At the end of every mile is a cast iron pillar, painted white, square, and four feet out of the ground, and bearing, in raised letters, on its sides the date and the names of the commissioners who ran the line. - Arago has left us this important diction:

Whatever may be the progress of the sciences, never will observers who are trustworthy and careful of their reputation, venture to foretell the state of the weather" It is best, therefore, when asked if you are weatherwise, to say: "No; otherwise!" - A tunnel through the earth from England to New Zealand, would be nearly eight thousand miles long.

There is just now a perfect fury among collectors for majolica ware; it was made in Italy, though originally in Majorca, and the best belongs to the fifteenth and sixteenth centuries. Raphael is supposed to have painted some of it, and his pupils more. A Mr. Bernal set the fashion of collecting it; his collection contained about four hundred pieces, which cost him less than $5,000, but realized, at his late sale, $35,000. - The great Pyramid of Gizeh, it has been calculated, could not now be built for less than a hundred and fifty millions of dollars. - "The acquisition of the language of botany, the technical terms employed, is generally considered," says Dr. Darlington, "a formidable affair." He does not recommend learning a parcel of uncouth terms, without comprehending the objects to which they are applied, but rather to look at the objects, and examine their structure: their organs must have a name, and these, once acquired, are no more burdensome, but an acquisition.

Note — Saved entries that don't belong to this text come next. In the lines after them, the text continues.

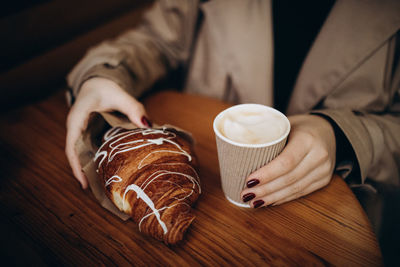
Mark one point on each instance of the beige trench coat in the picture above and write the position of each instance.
(351, 74)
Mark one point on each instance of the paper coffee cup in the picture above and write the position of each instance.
(248, 136)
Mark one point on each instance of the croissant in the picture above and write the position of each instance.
(150, 175)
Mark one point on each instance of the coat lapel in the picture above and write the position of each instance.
(351, 33)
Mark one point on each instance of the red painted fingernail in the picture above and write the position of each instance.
(146, 122)
(252, 182)
(248, 197)
(258, 203)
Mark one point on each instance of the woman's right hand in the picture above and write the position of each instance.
(98, 95)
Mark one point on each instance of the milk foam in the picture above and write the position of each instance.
(252, 125)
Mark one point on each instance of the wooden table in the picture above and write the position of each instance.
(47, 219)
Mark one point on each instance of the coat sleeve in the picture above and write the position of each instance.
(375, 140)
(141, 56)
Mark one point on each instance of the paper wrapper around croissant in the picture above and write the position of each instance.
(86, 148)
(236, 163)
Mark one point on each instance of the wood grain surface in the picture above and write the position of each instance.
(46, 219)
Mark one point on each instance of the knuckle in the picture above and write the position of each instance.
(287, 161)
(290, 179)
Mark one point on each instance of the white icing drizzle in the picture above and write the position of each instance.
(114, 136)
(113, 179)
(141, 194)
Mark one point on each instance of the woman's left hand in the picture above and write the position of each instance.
(305, 165)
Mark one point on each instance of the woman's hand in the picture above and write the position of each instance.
(98, 95)
(305, 165)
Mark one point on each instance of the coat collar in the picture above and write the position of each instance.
(353, 30)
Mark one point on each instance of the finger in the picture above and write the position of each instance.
(300, 171)
(285, 162)
(135, 111)
(309, 164)
(297, 189)
(75, 125)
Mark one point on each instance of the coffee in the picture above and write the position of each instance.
(252, 124)
(248, 136)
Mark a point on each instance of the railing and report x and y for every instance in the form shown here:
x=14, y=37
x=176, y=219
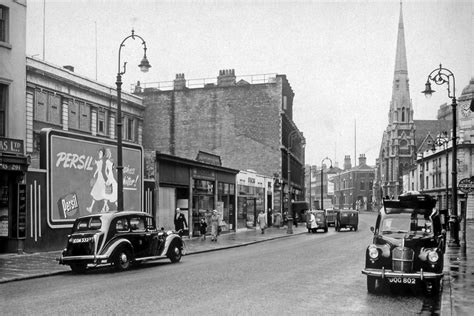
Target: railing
x=206, y=82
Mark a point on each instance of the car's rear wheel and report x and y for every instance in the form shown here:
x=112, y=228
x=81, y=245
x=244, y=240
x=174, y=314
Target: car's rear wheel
x=371, y=284
x=122, y=259
x=78, y=268
x=175, y=253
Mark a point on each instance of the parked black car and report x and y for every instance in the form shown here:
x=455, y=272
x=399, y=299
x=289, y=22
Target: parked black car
x=408, y=245
x=331, y=215
x=118, y=239
x=316, y=220
x=347, y=219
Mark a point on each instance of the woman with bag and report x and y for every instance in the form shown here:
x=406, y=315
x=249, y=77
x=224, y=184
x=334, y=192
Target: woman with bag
x=262, y=221
x=214, y=225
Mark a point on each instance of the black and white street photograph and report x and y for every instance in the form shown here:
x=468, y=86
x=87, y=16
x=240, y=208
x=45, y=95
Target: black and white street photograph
x=237, y=157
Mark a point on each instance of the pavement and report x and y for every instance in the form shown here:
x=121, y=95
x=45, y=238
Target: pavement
x=458, y=281
x=15, y=267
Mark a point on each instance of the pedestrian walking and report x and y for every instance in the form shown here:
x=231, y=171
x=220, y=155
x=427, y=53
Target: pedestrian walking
x=203, y=228
x=262, y=221
x=277, y=219
x=180, y=223
x=214, y=225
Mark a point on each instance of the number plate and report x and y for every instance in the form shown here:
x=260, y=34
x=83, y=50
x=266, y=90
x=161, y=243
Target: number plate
x=402, y=280
x=81, y=240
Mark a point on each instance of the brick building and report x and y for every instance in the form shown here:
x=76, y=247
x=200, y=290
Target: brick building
x=246, y=121
x=353, y=185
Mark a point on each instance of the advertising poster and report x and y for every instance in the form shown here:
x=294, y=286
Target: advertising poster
x=82, y=176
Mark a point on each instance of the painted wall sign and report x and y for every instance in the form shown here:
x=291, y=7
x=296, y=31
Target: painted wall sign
x=10, y=145
x=82, y=176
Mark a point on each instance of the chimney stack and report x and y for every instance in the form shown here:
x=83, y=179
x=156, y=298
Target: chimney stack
x=347, y=162
x=362, y=160
x=179, y=83
x=69, y=67
x=226, y=78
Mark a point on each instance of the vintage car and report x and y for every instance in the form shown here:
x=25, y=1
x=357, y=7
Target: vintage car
x=347, y=219
x=118, y=239
x=331, y=216
x=408, y=245
x=316, y=220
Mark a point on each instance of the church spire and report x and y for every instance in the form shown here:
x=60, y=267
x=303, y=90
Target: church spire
x=401, y=56
x=401, y=110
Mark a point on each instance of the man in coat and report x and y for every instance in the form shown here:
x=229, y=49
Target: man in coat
x=180, y=223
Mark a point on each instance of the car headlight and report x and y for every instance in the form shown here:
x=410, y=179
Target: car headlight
x=433, y=256
x=373, y=252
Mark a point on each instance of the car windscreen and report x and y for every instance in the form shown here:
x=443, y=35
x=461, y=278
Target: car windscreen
x=406, y=223
x=88, y=223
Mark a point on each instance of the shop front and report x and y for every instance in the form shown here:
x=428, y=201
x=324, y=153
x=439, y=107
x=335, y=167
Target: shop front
x=196, y=187
x=13, y=166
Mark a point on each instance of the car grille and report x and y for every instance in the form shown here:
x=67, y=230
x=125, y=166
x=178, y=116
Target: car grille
x=81, y=249
x=402, y=259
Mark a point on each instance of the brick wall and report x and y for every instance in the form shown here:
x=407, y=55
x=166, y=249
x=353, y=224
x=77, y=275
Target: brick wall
x=240, y=123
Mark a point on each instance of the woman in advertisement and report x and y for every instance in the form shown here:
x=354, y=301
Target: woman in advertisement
x=110, y=182
x=98, y=187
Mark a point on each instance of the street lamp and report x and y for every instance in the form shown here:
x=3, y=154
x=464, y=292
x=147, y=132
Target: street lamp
x=290, y=214
x=322, y=180
x=441, y=76
x=144, y=67
x=443, y=140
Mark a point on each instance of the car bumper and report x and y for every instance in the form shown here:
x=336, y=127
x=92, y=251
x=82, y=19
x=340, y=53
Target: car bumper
x=87, y=259
x=382, y=273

It might be dull work to take up a Directory, and commit to memory the names of the inhabitants of a city, but if we go among them, and form some interesting acquaintances, we find no difficulty in learning the names of our friends.

Thus, we ought never to waste our time in learning mere names apart from objects; the study of names and things should always go together. As soon as we know a plant or tree, we feel a little affection for it; to a new acquaintance, there is the formality to be undergone of an introduction; in botany, thus, we are continually acquiring new friends. - The evident mode of getting rid of annual weeds in gardens and farms, is not to let them ripen their seeds; this is done by keeping the ground stirred or ploughed for a year or two, as well to prevent a new crop as to promote the vegetation of all the old ones in the soil. This applies to annuals, but, in the case of plants that spread by roots, the extirpation by hand or instrument is the only mode. - Shakspeare, in his Winter's Tale, tans alludes to the violet: - "Violets, dim, But sweeter than the lids of Juno's eyes, Or Cytherea's breath".